Le CSV se pose très sérieusement la question alors que le parquet a requis il y a trois I jours l’ouverture d’une instruction judiciaire à l’encontre de l’élu écolo pour détournement de deniers publics ou privés, prise illégale d’intérêts, blanchiment et violation de la loi concernant l’aménagement communal et le développement urbain. S’il est reconnu coupable, la situation va fortement se compliquer pour lui. Le CSV ne s’interroge pas seulement sur les petits arrangements entre amis en ce qui concerne les autorisations accordées par ce gouvernement. Le parti de l’opposition reste perplexe quant à la réaction de la ministre de l’Intérieur. Taina Bofferding n’aurait-elle pas dû suspendre l’autorisation? La question lui sera posée très rapidement par la fraction chrétienne-sociale qui n’est pas pressée d’intervenir alors que Roberto Traversini est politiquement «fini», pour reprendre les termes d’un député CSV. Pourquoi réagir d’ailleurs? Le CSV n’a pas besoin de lever le petit doigt, au contraire, il se délecte du spectacle. Pour lui, les bleus coulent les verts et il ne renie pas le plaisir de les voir se déchiqueter de l’intérieur.
Les chrétiens-sociaux ne voient surtout pas l’intérêt d’attaquer, par crainte de voir leurs adversaires politiques recoller les morceaux pour faire bloc contre eux.
«Un chic type»
Même l’opposition CSV en convient, Roberto Traversini est «un chic type». Il a fait les frais d’une guerre sans merci à Differdange, ancien fief socialiste jusqu’à ce que Claude Meisch prenne les rênes de la commune en 2002 et ce durant onze ans. Les verts étaient les alliés des bleus pendant huit ans et Roberto Traversini en avait gardé un bon souvenir comme il nous le confiait en 2014, tout juste élu bourgmestre : «Nous avons vécu une longue et bonne coalition à Differdange depuis 2003 et nous avons réussi à relancer cette ville. Nous avons fait de belles choses durant cette coalition et les relations personnelles que j’entretenais avec Claude Meisch étaient excellentes. Nous avons travaillé huit ans ensemble, de manière assez intensive et puis quelque chose s’est cassé avec le DP. Claude Meisch n’était plus là et le DP a implosé. Ce n’était pas un problème entre le DP et les verts. Je continue à avoir de bonnes relations professionnelles avec Claude Meisch. Et à Differdange, j’ai pu continuer la politique que nous avions décidée ensemble sans rupture de projet.»

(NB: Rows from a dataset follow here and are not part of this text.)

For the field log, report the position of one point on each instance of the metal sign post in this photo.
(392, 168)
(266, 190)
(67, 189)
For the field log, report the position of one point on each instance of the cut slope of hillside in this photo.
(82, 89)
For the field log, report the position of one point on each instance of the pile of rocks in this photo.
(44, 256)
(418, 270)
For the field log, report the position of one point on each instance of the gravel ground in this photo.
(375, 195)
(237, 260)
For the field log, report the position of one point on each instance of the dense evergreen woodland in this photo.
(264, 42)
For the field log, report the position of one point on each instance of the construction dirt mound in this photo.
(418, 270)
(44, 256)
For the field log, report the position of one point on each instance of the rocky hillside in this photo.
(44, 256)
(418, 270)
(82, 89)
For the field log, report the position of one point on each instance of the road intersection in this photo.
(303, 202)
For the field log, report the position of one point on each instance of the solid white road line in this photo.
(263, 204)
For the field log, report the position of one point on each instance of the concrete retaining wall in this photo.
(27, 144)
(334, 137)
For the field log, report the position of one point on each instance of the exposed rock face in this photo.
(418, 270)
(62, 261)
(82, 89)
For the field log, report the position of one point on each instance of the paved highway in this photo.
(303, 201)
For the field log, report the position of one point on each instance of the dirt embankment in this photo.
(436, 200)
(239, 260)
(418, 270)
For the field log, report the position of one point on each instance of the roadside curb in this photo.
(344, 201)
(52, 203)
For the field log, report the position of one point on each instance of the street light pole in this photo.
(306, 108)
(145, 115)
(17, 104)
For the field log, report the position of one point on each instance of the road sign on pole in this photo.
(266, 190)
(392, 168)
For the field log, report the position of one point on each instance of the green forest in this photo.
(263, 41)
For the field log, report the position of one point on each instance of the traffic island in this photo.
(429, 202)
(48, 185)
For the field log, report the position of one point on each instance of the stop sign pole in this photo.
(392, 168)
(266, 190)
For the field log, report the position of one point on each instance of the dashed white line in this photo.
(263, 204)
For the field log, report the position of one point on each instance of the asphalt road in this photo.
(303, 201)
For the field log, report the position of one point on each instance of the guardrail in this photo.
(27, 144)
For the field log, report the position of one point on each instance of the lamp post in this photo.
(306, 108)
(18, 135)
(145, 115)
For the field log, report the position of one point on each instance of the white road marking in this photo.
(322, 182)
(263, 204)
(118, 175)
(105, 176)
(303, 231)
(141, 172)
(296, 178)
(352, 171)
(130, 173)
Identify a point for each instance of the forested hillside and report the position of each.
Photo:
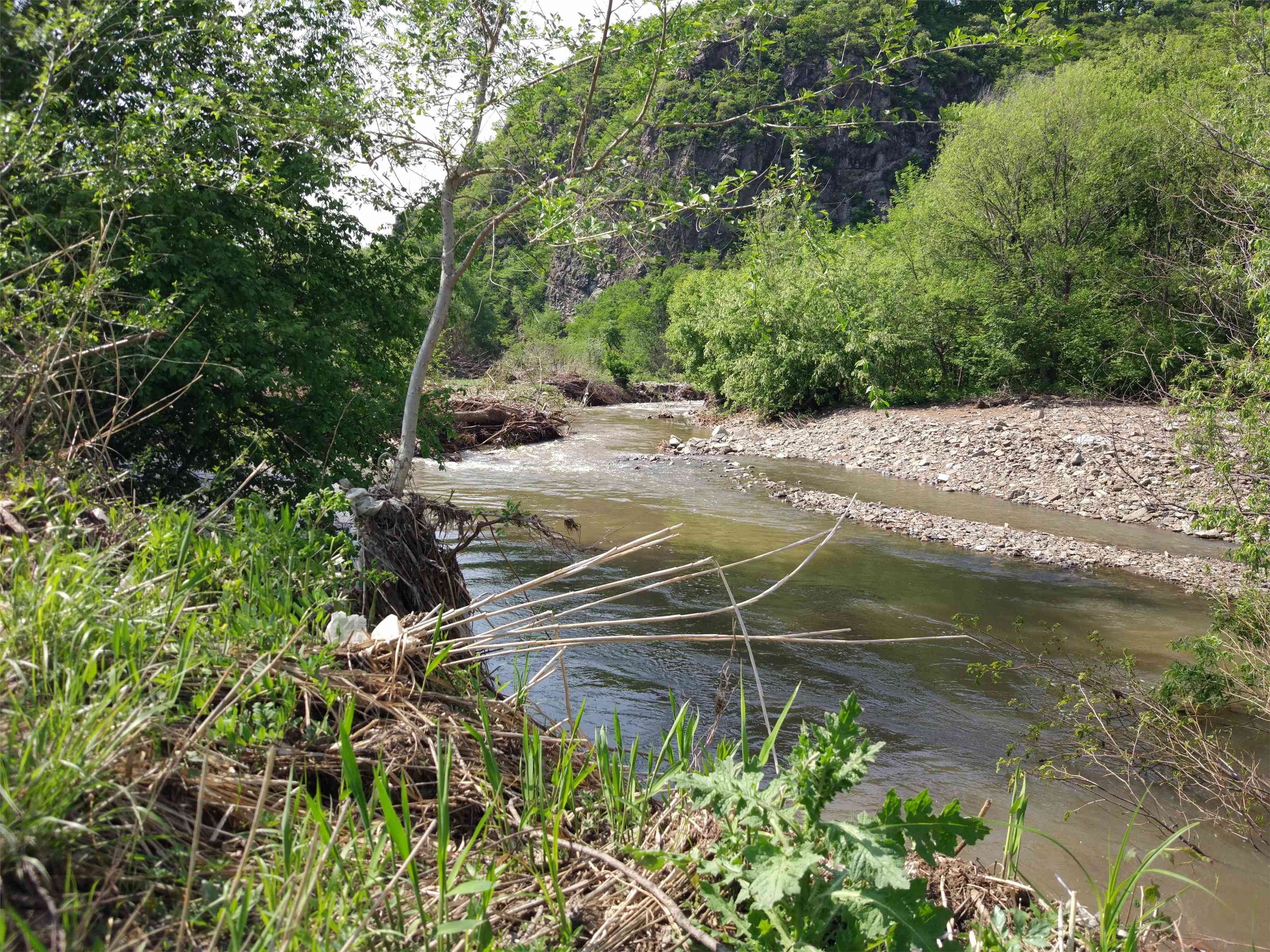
(845, 168)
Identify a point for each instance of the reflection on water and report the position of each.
(943, 730)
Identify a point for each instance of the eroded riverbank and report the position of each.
(1102, 461)
(944, 729)
(1010, 454)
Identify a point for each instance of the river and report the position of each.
(943, 729)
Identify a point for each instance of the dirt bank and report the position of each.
(1097, 460)
(1193, 573)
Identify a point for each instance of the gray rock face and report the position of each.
(855, 177)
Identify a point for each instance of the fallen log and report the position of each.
(487, 423)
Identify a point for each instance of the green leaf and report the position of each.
(467, 889)
(779, 874)
(458, 926)
(916, 919)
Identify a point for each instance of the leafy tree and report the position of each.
(182, 281)
(458, 65)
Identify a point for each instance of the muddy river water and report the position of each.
(943, 729)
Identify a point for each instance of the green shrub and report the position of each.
(784, 877)
(618, 369)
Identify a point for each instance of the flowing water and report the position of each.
(944, 730)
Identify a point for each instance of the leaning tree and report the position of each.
(446, 71)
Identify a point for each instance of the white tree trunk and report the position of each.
(437, 324)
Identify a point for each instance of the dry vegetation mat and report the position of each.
(206, 750)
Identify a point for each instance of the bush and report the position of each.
(773, 332)
(618, 369)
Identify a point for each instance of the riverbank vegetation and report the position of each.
(194, 763)
(205, 746)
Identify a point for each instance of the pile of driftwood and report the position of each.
(486, 424)
(591, 393)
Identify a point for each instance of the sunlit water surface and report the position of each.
(944, 730)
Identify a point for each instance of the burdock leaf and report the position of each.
(915, 918)
(778, 875)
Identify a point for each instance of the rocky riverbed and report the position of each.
(1095, 460)
(1193, 573)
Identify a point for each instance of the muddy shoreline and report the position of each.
(1110, 463)
(1103, 461)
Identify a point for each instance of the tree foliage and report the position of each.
(183, 284)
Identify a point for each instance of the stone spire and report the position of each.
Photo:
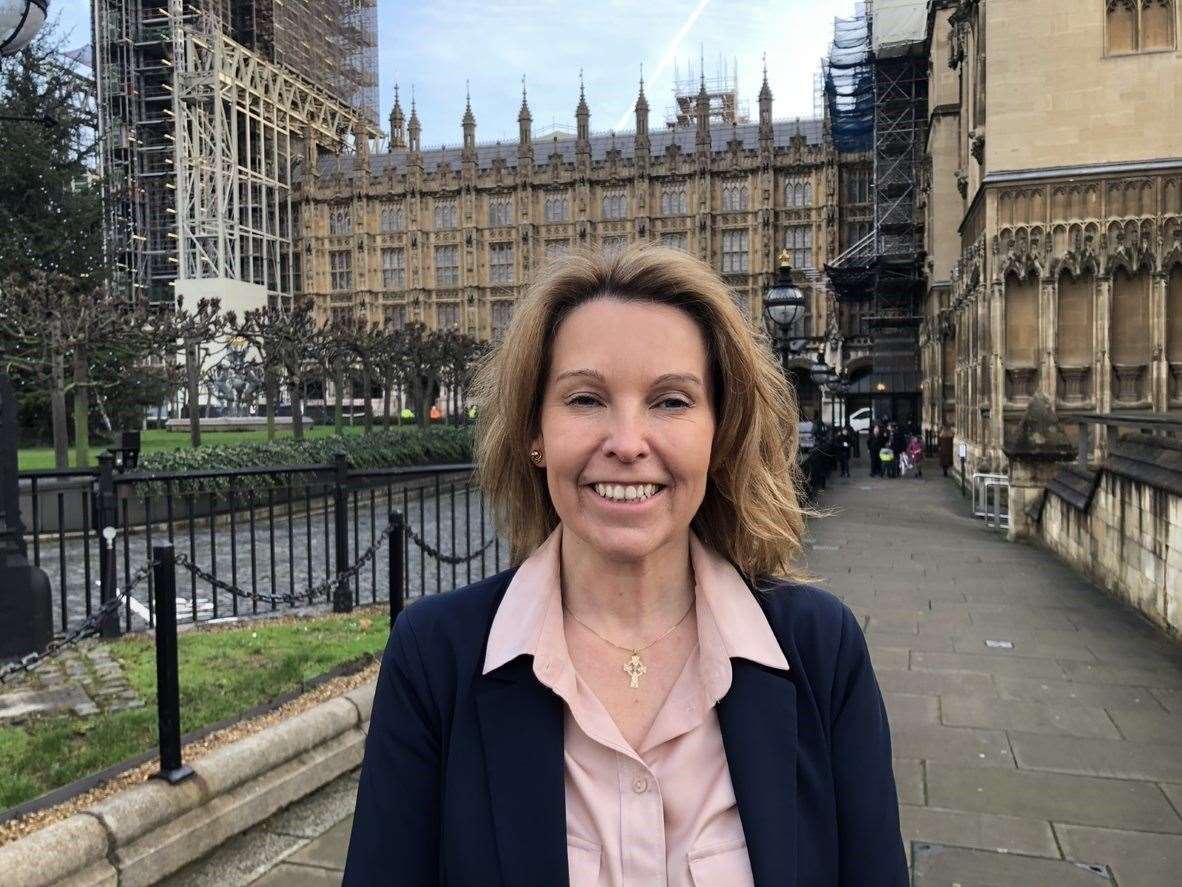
(642, 118)
(397, 123)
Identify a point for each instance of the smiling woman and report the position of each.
(649, 695)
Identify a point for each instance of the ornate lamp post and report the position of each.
(19, 23)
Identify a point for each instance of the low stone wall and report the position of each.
(153, 829)
(1127, 537)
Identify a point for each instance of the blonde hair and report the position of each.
(751, 512)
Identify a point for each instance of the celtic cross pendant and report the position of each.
(635, 668)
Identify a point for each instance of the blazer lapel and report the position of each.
(521, 727)
(758, 719)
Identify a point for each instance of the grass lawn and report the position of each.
(40, 458)
(223, 672)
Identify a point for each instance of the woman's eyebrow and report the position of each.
(596, 375)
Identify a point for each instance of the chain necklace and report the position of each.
(635, 667)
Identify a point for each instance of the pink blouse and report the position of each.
(664, 813)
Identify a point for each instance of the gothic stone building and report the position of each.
(450, 237)
(1054, 212)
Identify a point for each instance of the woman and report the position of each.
(638, 701)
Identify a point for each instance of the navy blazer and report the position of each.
(462, 782)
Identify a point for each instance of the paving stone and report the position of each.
(1049, 690)
(982, 664)
(958, 745)
(1150, 726)
(954, 867)
(1079, 800)
(984, 832)
(1117, 758)
(1136, 859)
(1027, 717)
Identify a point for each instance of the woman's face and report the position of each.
(625, 407)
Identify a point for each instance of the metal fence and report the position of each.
(283, 537)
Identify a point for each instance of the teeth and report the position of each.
(631, 492)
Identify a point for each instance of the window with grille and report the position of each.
(614, 245)
(734, 252)
(798, 193)
(446, 214)
(557, 207)
(341, 265)
(394, 269)
(735, 196)
(341, 220)
(675, 240)
(674, 200)
(500, 263)
(798, 241)
(615, 205)
(395, 316)
(447, 265)
(394, 218)
(500, 211)
(500, 315)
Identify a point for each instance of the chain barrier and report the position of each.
(91, 627)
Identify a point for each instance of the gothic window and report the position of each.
(735, 198)
(446, 214)
(675, 240)
(1157, 24)
(614, 246)
(500, 315)
(615, 205)
(557, 207)
(394, 269)
(674, 200)
(395, 317)
(500, 263)
(341, 220)
(798, 241)
(394, 218)
(447, 266)
(341, 265)
(734, 252)
(447, 316)
(500, 212)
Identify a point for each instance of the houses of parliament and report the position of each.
(452, 235)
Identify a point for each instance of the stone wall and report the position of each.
(1128, 537)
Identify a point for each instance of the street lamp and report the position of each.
(784, 305)
(19, 23)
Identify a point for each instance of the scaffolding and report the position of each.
(876, 91)
(205, 109)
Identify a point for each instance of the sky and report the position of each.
(437, 46)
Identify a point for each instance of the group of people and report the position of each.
(895, 451)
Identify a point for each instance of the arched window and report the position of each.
(1121, 25)
(1157, 19)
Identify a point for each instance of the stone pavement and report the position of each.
(1037, 724)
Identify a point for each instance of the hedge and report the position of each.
(396, 447)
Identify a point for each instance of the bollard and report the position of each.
(168, 684)
(342, 596)
(396, 543)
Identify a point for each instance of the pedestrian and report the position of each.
(630, 442)
(915, 454)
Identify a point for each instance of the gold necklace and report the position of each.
(635, 667)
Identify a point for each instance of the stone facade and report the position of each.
(1062, 137)
(450, 237)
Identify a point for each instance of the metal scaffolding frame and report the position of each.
(200, 135)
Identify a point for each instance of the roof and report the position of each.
(783, 134)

L’ancien professeur d’éducation physique s’est finalement allié au CSV alors que sur le plan national, son parti composait la première coalition tricéphale, unie contre l’hégémonie des chrétiens-sociaux au gouvernement. Roberto Traversini, lui, décidait alors de botter les libéraux hors de la majorité communale et ces derniers en ont gardé une rancoeur palpable. Ils tiennent aujourd’hui leur revanche.
Roberto Traversini avait créé la section déi gréng au début des années 90 à Sanem avec son ami Robert Rings parce qu’il était préoccupé «par le manque d’infrastructures pour les jeunes, par le manque d’esprit écologique, par le manque de participation citoyenne», nous disait-il il y a cinq ans. «C’était le seul parti, il y a 25 ans, qui affichait une longueur d’avance sur les questions sociétales, comme le mariage homosexuel et le vivre ensemble, qui étaient très importantes pour moi et pas seulement à cause de mes origines», poursuivait-il. Roberto Traversini était sur le point d’entrer au gouvernement.